Compared with distraction induction, patients with fibromyalgia who engaged in rumination following physical activity had less pain recovery, according to a study published in Scientific Reports.1 Investigators noted these results were consistent with previous studies examining rumination in patients with chronic pain.
Rumination, which is defined as a chain of repetitive, passive, and somewhat uncontrollable negative thoughts, is common among this patient population and has been linked to higher pain intensity and worse outcomes. This may be due in part to previous experiences of pain itself and used as a coping strategy.2 Rumination may also play a role in limiting or reestablishing an exercise routine.
“Resuming adapted physical activities is challenging for fibromyalgia patients from a clinical point of view,” explained lead investigator Monika Kornacka, PhD, head of the Emotion Cognition Lab, SWPS University, Poland, and colleagues. “On the one hand, patients are often aware that adapted physical activity is crucial to the therapeutic process, but on the other hand their previous experiences of physical activity causing discomfort and pain sustain a vicious circle of fear and avoidance.”

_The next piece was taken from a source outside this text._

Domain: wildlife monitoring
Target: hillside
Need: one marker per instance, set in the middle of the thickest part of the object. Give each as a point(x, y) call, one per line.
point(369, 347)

Investigators compared rumination with distraction induction to better understand how these strategies influence pain intensity, physical activity, and discomfort in this patient population. A total of 47 subjects with fibromyalgia were assigned to either distraction induction or rumination post-physical activity. Measures of pain, discomfort, and affect were collected at baseline, after physical activity (climbing stairs at a steady pace), and after the strategies were employed.
Most (n = 44) patients were female, the mean age was 50.6 years, all met the 1990 American College of Rheumatology (ACR) criteria for fibromyalgia, and all were receiving stable treatment for ≥1 month. The groups did not have significant differences in age, mean time from diagnosis, anxiety, depression, disability, or the tendency for rumination.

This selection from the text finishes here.